To confirm above results (Figure 2A) by the protein expression, we then performed Western blot analysis of 293T cells transfected with chimeric clones and monitored Vif/Vpr expression levels. As shown in Figure 2B, the anti-Vif antibody could recognize all Vif proteins examined and gave results fairly in parallel with those for vif level. The results obtained showed that NLpInV, InpNLV, and NL/InV2 expressed Vif at a level comparable to NL4-3, and that InpInV, NL/InV1, NL/InV3, and NL/InV4 produced Vif at a lower level relative to NL4-3, the former three in particular. Observed Vif level for NLpInV and InpNLV was apparently higher than that expected from the vif expression level (Figure 2A). This could be due to the assay systems used in this study. The semiquantitative PCR analysis may be more sensitive than the Western blot analysis to detect differences between samples. As for Vpr expression levels, results obtained appeared to be more variable among viral clones tested than those for Vif levels (Figure 2B). Compared with NL4-3, clones producing a relatively decreased level of Vif (InpInV, NL/InV1, and NL/InV3) expressed a relatively high level of Vpr. Vpr level relative to that of NL4-3 were increased for NLpInV but slightly for InpNLV and NL/InV4. Only NL/InV2 exhibited a lower level of Vpr relative to NL4-3. Difference in Vpr level among clones tested was more obvious than that noted in vpr level: e.g., NLpInV vs. InpNLV, InpInV vs. NL/InV1, and NL4-3 vs. NL/InV2 (Figures 2A,B). These results may be due to the high affinity of the anti-Vpr antibody used. Taken all together, our results show that the nucleotide sequences of SA1D2prox and vif-coding region affect the expression levels of vif/vpr and Vif/Vpr in the context of proviral genome. Although most of our analyses were done in 293T cells, it has been demonstrated that the HIV-1 splicing pattern is essentially the same in infected lymphocytic CEMx174 cells and in transfected 293T cells (Emery et al., 2017).

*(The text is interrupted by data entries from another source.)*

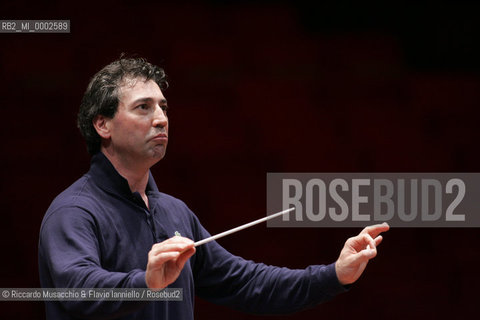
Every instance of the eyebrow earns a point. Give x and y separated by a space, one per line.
162 101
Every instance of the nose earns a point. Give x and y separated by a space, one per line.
160 117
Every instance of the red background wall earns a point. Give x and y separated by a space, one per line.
257 87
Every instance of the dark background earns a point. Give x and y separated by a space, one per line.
257 87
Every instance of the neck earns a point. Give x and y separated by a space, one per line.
136 176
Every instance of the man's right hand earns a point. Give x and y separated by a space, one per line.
166 261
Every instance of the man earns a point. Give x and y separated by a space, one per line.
113 229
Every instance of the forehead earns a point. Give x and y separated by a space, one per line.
132 89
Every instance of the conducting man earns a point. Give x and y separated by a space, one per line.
112 228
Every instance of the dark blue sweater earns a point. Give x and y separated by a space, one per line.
97 234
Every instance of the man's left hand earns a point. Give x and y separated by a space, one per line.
357 252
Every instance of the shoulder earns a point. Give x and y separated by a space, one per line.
77 201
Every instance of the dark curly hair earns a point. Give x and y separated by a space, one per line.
101 97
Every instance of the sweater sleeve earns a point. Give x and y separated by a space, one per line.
69 257
229 280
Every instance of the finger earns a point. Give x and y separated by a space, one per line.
172 246
361 242
376 229
175 247
183 258
378 240
160 259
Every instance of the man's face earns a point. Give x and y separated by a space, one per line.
139 129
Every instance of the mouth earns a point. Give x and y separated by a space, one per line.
161 137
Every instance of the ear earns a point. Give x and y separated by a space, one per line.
101 124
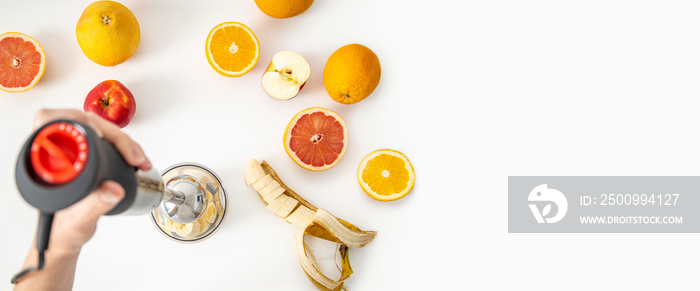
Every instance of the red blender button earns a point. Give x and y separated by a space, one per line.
59 153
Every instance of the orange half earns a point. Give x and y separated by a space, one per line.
22 62
316 138
386 175
232 49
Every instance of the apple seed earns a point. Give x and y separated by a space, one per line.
105 101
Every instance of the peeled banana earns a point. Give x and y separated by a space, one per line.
318 222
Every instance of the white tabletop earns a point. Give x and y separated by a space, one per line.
470 92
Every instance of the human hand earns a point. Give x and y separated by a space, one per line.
76 224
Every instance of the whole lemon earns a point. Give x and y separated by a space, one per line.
352 73
283 8
108 33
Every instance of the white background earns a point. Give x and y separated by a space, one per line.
471 92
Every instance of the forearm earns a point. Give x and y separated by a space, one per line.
57 274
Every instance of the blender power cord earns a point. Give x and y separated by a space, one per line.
42 243
26 270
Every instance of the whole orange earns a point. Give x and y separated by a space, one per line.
351 74
108 33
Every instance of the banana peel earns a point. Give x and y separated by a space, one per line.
285 203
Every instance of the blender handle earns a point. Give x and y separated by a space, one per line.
42 244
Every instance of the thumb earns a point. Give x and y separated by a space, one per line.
102 200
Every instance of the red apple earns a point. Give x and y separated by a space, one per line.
111 100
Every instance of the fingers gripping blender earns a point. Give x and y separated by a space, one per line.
64 161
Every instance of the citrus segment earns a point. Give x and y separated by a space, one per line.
232 49
283 8
386 175
22 62
316 138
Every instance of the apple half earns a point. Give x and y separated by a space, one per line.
286 75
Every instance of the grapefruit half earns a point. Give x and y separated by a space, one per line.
316 138
22 62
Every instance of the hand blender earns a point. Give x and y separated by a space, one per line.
64 161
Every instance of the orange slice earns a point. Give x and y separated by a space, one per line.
316 138
232 49
386 175
22 62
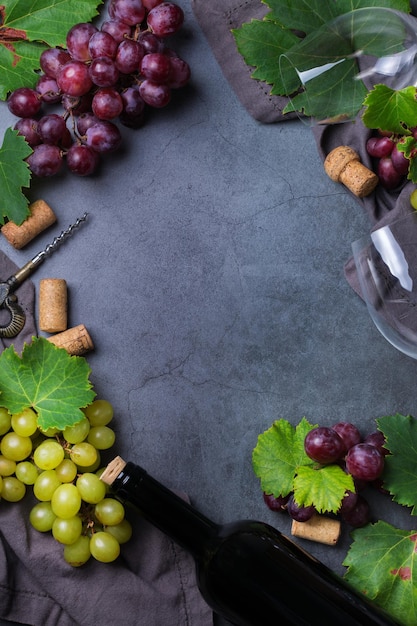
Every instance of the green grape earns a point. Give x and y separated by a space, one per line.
91 488
122 532
67 530
66 471
26 472
5 420
25 423
16 447
78 553
49 432
7 466
90 468
66 501
42 517
104 547
99 413
12 489
101 437
49 454
78 432
84 454
109 512
45 485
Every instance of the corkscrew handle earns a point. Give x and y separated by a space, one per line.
8 300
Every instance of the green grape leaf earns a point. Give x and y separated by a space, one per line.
400 471
323 488
14 174
382 564
47 379
390 109
27 28
278 453
294 39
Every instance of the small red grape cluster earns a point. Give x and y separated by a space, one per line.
362 459
103 75
391 165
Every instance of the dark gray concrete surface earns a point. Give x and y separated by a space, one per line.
210 276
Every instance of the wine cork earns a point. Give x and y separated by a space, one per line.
343 165
318 528
53 303
76 340
41 216
112 470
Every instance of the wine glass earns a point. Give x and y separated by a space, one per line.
331 70
386 271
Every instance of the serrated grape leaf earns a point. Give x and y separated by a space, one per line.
47 379
400 471
390 109
14 174
25 29
278 453
284 60
382 564
323 488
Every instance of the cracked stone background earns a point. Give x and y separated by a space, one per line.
210 277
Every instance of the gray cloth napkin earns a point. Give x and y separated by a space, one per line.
216 19
153 583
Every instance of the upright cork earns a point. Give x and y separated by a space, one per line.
318 528
343 165
41 217
53 305
112 470
76 341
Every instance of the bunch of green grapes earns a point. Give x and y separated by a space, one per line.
63 470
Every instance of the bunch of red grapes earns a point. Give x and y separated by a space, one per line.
391 165
103 76
362 459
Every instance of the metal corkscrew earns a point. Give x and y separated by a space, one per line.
8 299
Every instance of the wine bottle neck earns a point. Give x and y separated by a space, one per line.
164 509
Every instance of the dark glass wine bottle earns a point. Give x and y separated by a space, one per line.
247 571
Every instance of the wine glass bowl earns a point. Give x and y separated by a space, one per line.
328 74
386 270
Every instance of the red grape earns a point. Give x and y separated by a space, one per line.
165 19
323 445
78 39
45 160
27 127
103 72
156 67
52 60
103 137
74 79
82 160
400 161
107 103
102 44
388 175
379 146
24 102
155 94
365 462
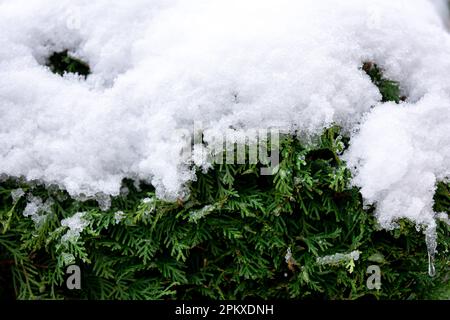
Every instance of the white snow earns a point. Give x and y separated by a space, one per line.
159 66
75 225
16 194
37 210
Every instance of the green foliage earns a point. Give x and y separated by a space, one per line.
61 62
238 235
390 90
227 240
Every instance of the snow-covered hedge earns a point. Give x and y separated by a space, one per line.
148 73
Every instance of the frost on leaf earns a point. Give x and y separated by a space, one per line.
75 225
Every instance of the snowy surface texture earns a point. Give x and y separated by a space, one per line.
159 66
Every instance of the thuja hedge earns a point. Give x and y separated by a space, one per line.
229 239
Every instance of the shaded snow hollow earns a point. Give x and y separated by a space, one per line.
159 66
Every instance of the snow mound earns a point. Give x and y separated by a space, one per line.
160 66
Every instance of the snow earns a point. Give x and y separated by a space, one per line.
160 67
16 194
37 210
75 225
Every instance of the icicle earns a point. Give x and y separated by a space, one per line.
430 239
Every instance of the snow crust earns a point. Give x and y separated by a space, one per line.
159 67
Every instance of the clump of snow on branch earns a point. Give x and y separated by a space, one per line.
75 225
37 210
158 67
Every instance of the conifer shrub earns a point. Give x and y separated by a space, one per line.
302 233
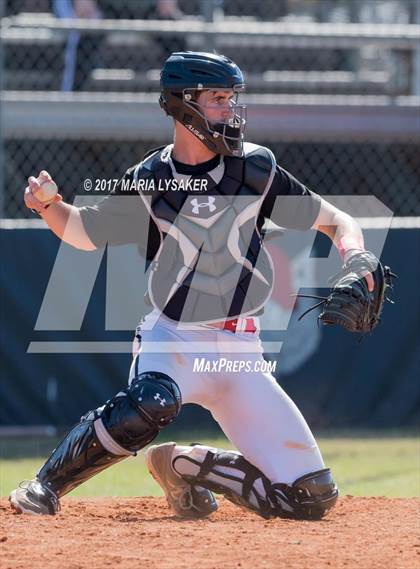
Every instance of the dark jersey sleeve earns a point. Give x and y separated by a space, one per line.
119 218
289 203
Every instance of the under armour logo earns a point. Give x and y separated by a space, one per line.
161 400
209 204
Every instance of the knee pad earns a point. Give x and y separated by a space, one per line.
310 496
124 425
134 416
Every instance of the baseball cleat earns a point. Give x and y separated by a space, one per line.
32 497
185 500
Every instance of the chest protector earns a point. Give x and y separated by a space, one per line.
210 263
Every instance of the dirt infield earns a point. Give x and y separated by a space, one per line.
137 533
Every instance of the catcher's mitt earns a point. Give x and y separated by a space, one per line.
350 304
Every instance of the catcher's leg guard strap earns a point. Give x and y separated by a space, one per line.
230 474
124 425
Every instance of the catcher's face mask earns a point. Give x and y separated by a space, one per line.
219 119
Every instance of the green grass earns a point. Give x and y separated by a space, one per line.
369 465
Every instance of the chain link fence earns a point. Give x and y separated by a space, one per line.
314 48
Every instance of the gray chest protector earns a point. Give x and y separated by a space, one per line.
210 264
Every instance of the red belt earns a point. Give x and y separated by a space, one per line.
245 325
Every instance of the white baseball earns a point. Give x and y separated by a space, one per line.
47 191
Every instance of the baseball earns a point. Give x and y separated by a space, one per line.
47 191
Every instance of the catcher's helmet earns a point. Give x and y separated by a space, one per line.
183 76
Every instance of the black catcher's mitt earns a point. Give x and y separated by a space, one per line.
350 304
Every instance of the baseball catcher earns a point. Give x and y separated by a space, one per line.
210 277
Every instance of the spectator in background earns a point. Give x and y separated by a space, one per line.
81 50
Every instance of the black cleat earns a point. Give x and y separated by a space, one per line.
32 497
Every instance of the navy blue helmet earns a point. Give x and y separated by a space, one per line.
183 77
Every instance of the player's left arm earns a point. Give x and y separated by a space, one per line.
344 232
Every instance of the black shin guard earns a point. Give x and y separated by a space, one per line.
120 428
230 474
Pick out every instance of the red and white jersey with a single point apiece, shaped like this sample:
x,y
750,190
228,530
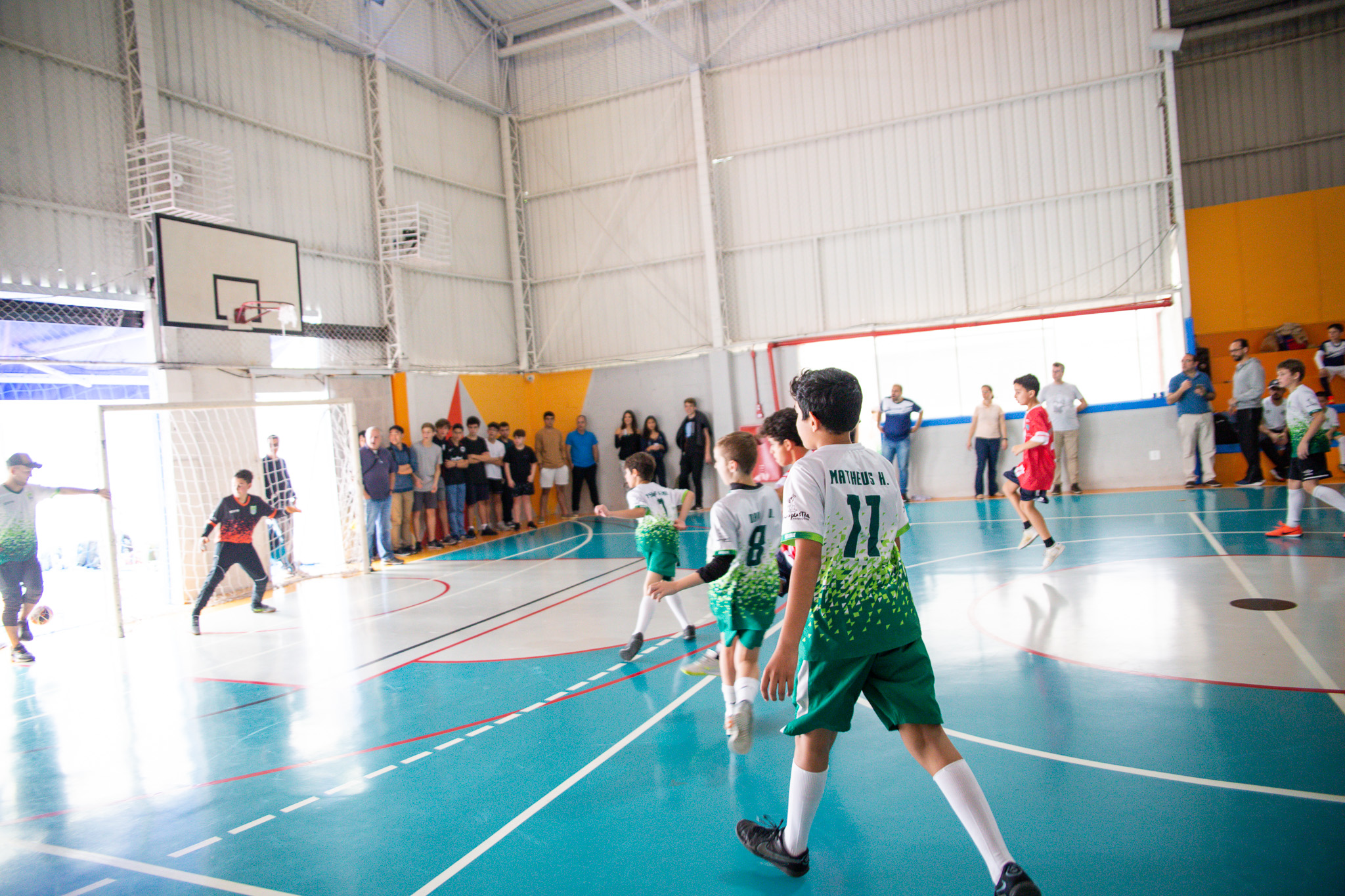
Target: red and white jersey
x,y
1038,468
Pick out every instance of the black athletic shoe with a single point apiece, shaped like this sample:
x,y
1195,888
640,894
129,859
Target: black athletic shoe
x,y
632,648
768,843
1015,882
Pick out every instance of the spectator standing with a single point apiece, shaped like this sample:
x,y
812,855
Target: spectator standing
x,y
426,498
1192,391
376,465
280,492
553,461
404,492
654,444
893,418
989,433
1245,405
694,437
1060,399
581,446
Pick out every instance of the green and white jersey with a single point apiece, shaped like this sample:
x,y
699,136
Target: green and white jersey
x,y
745,524
655,530
847,499
19,522
1300,409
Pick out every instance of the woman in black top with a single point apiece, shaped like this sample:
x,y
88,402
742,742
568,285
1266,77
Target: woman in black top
x,y
627,437
657,445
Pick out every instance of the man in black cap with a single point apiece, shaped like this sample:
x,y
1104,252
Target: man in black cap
x,y
20,574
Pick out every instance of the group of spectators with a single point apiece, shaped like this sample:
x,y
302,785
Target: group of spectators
x,y
458,484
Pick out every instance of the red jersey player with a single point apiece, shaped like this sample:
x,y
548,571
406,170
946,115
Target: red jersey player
x,y
1030,480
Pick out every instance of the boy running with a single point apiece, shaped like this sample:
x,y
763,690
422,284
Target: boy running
x,y
850,626
655,538
1308,448
744,530
1030,480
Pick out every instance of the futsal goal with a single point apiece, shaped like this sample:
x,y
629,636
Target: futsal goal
x,y
170,465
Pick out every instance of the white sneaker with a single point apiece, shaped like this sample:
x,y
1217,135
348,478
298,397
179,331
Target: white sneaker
x,y
1052,553
740,735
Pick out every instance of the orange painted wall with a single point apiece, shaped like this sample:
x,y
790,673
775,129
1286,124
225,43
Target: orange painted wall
x,y
1259,264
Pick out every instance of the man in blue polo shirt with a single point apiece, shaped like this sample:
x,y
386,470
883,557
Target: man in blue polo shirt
x,y
1192,391
894,421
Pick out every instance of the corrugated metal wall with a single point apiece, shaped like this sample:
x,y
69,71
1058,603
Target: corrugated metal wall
x,y
1262,112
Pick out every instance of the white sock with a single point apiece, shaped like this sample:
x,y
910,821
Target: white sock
x,y
1297,499
805,797
962,792
747,689
674,602
1328,495
642,621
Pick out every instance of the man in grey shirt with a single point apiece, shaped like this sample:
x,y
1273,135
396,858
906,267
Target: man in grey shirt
x,y
1059,398
1245,405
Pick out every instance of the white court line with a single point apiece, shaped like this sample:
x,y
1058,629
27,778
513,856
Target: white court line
x,y
194,848
1273,617
92,887
144,868
252,824
560,789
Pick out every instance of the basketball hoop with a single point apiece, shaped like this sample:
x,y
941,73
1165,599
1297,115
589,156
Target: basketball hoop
x,y
256,312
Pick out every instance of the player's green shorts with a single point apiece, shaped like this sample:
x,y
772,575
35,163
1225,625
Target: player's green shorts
x,y
899,684
749,639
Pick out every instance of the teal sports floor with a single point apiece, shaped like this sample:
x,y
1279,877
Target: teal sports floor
x,y
463,726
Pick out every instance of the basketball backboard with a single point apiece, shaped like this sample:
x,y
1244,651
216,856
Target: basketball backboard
x,y
215,277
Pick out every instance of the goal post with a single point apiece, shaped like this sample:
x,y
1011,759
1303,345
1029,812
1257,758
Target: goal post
x,y
170,465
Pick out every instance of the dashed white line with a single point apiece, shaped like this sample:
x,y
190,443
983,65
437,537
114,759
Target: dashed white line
x,y
252,824
300,803
194,848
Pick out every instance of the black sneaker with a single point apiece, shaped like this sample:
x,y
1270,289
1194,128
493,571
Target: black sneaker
x,y
632,648
768,843
1015,882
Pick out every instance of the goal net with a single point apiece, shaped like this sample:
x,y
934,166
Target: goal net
x,y
170,465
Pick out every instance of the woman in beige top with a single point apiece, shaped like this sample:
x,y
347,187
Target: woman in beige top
x,y
988,431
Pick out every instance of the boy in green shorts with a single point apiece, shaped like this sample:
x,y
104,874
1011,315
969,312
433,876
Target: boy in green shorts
x,y
744,532
850,628
655,538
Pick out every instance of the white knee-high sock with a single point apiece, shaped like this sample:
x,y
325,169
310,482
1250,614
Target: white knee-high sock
x,y
962,792
1297,499
805,797
674,602
642,621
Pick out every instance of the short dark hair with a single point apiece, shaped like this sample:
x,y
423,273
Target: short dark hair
x,y
1029,383
642,463
740,448
1293,366
831,395
782,426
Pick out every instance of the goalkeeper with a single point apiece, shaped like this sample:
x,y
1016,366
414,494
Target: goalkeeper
x,y
237,516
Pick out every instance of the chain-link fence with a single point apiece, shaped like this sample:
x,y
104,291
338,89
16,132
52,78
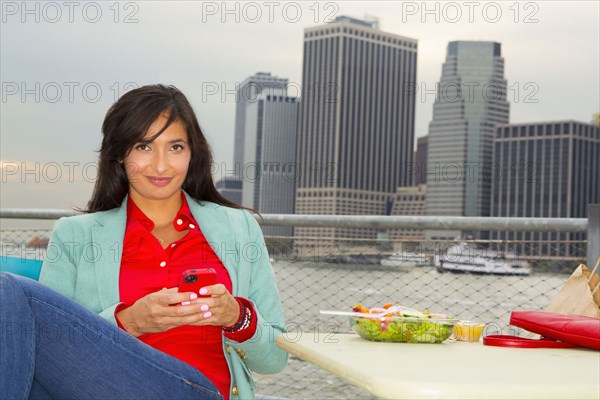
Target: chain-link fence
x,y
314,274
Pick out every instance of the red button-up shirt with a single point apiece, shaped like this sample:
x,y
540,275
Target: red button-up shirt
x,y
146,268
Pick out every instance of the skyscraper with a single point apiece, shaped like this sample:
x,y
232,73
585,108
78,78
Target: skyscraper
x,y
471,102
356,122
268,178
546,169
248,93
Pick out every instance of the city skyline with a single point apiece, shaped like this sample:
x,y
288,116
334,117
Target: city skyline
x,y
355,138
97,58
462,130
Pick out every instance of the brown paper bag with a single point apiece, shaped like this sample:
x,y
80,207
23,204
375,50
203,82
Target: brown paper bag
x,y
580,295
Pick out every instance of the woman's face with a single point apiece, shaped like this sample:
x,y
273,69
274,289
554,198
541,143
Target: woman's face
x,y
157,170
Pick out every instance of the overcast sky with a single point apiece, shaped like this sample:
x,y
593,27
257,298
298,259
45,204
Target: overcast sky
x,y
63,65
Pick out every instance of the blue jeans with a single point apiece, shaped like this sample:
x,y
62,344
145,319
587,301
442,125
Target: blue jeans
x,y
54,348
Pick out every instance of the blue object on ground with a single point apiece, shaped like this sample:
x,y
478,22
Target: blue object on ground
x,y
27,267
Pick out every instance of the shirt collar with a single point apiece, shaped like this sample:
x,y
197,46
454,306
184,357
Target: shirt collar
x,y
183,220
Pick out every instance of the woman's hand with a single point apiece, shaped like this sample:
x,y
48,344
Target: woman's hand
x,y
220,309
154,313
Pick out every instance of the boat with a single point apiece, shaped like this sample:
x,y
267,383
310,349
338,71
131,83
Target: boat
x,y
405,260
468,257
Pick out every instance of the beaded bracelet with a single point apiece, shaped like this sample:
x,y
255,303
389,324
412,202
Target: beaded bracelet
x,y
243,321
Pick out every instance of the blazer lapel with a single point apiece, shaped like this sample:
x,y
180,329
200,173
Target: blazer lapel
x,y
108,235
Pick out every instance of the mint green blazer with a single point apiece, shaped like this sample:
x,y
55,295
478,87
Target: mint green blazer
x,y
83,263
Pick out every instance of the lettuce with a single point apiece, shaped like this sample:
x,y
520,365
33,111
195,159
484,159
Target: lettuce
x,y
399,329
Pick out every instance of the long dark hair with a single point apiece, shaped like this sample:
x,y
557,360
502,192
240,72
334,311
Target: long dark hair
x,y
127,122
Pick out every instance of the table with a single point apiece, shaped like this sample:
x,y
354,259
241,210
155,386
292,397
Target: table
x,y
453,370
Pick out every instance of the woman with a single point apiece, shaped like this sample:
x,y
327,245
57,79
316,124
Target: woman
x,y
154,213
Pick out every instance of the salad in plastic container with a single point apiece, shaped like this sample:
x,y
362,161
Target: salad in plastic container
x,y
400,324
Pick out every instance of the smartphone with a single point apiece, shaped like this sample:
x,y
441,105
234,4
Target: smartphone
x,y
193,280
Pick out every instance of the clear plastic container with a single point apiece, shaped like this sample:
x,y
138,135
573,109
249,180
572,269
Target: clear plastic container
x,y
403,329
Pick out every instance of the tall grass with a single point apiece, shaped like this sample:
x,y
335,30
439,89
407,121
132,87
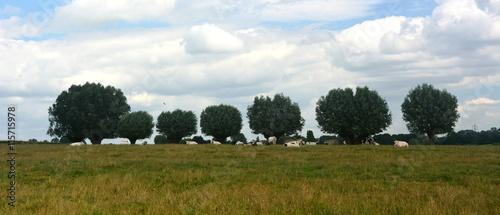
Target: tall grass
x,y
226,179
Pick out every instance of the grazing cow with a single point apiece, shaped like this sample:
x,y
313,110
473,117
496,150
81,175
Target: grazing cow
x,y
332,142
400,143
293,143
191,143
369,141
77,144
272,140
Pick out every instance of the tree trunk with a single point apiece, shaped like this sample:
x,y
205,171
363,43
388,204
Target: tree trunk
x,y
431,138
358,140
348,140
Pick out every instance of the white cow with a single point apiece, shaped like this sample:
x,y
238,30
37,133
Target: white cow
x,y
272,140
293,143
400,143
191,143
77,144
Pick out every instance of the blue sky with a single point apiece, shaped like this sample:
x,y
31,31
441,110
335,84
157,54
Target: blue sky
x,y
192,54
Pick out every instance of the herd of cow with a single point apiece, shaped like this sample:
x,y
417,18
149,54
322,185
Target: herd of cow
x,y
273,140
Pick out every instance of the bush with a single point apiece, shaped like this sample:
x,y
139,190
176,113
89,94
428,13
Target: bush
x,y
160,139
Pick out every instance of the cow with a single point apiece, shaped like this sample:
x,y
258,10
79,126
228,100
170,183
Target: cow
x,y
272,140
191,143
400,143
369,141
332,142
294,143
77,144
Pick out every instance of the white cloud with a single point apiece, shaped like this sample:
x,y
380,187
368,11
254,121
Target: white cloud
x,y
9,10
208,38
94,13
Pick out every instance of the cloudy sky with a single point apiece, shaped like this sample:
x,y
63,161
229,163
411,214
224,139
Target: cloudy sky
x,y
192,54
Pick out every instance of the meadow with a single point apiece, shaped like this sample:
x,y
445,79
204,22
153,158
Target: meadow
x,y
228,179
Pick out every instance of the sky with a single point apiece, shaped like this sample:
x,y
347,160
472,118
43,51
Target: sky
x,y
193,54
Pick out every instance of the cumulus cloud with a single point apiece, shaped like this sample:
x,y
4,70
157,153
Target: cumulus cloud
x,y
208,38
483,101
94,13
9,10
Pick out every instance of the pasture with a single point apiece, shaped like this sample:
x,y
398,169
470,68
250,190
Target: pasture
x,y
228,179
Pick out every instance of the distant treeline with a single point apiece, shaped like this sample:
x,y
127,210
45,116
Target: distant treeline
x,y
463,137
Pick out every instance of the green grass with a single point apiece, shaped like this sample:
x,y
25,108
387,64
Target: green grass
x,y
226,179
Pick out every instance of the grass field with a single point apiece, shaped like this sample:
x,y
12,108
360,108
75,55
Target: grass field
x,y
226,179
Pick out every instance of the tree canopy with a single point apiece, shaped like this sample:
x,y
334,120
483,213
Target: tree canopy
x,y
353,116
87,111
430,111
221,121
136,125
177,124
274,117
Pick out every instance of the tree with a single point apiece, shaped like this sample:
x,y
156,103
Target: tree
x,y
136,125
177,124
353,116
430,111
276,117
87,111
221,121
310,136
160,139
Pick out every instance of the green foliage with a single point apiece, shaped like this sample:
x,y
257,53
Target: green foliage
x,y
87,111
135,125
221,121
430,111
64,140
310,136
177,124
238,137
276,117
160,139
353,116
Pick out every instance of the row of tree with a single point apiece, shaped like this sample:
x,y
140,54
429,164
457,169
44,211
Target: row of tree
x,y
97,112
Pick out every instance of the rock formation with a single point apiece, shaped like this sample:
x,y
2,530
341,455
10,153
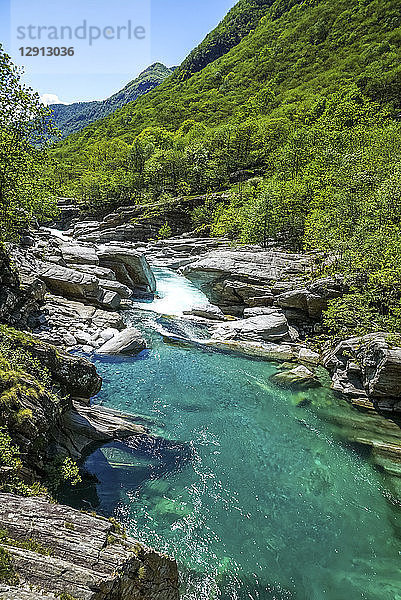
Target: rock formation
x,y
59,550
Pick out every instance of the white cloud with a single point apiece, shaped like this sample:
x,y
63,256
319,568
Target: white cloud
x,y
51,99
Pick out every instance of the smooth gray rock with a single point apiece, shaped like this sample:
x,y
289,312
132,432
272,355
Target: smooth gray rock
x,y
130,267
74,253
367,367
67,282
207,311
128,341
88,557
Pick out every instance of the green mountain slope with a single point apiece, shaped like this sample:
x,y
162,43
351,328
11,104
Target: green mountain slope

A3G-Degrading Activity of Chimeric Virus Clones InpInV, NL/InV1, and NL/InV3
Most conspicuous observation in Figure 2B was that clones InpInV, NL/InV1, and NL/InV3 express Vif remarkably more poorly than the others. We thus asked how these virus clones with such a low Vif expression level are functionally active against A3G. To monitor the A3G-degrading activity, 293T cells were co-transfected with virus clones and a flag-tagged A3G expression vector, and the A3G level within cells was determined by Western immunoblot assays as previously described (Yamashita et al., 2008, 2010). Expression levels of Vif and Gag-precursor were also determined to confirm the validity of the experiment. As shown in Figure 2C, compared with positive (NL4-3 and Indie) and negative (NL-∆Vif) controls, the three clones were found to degrade A3G to various degrees. While clearly low relative to NL4-3 and Indie, InpInV and NL/InV1 exhibited distinct A3G-degrading activity. NL/InV1 expressed a slightly lower level of Vif relative to InpInV, but showed slightly higher A3G-degrading activity. Finally, compared with NL-∆Vif, even NL/InV3 with the lowest ability displayed the A3G-degrading activity at an appreciable level.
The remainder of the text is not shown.